Years Ago


Today is Tuesday, Sept. 20, the 263rd day of 2011. There are 102 days left in the year.

ASSOCIATED PRESS

On this date in:

1870: Italian troops take control of the Papal States, leading to the unification of Italy.

1873: Panic sweeps the floor of the New York Stock Exchange in the wake of railroad bond defaults and bank failures.

1884: The National Equal Rights Party is formed during a convention of suffragists in San Francisco; the convention nominates Belva Ann Bennett Lockwood for president.

1958: Martin Luther King Jr. is seriously wounded during a book signing at a New York City department store when Izola Curry stabs him in the chest. (Curry is later found mentally incompetent.)

1962: Black student James Meredith is blocked from enrolling at the University of Mississippi by Gov. Ross R. Barnett. (Meredith is later admitted.)
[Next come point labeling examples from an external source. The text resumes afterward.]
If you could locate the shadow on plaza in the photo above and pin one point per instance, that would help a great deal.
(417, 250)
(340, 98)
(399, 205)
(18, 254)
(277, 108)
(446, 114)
1973: In their so-called “battle of the sexes,” tennis star Billie Jean King defeats Bobby Riggs in straight sets, 6-4, 6-3, 6-3.

VINDICATOR FILES

1986: The McDonald Welding & Machine Co. loses a $5 million U.S. Navy contract to build mobile facilities vans to a Pennsylvania company that bid $1.8 million more for the job. U.S. Rep. James A. Traficant Jr. files a formal complaint with the Navy.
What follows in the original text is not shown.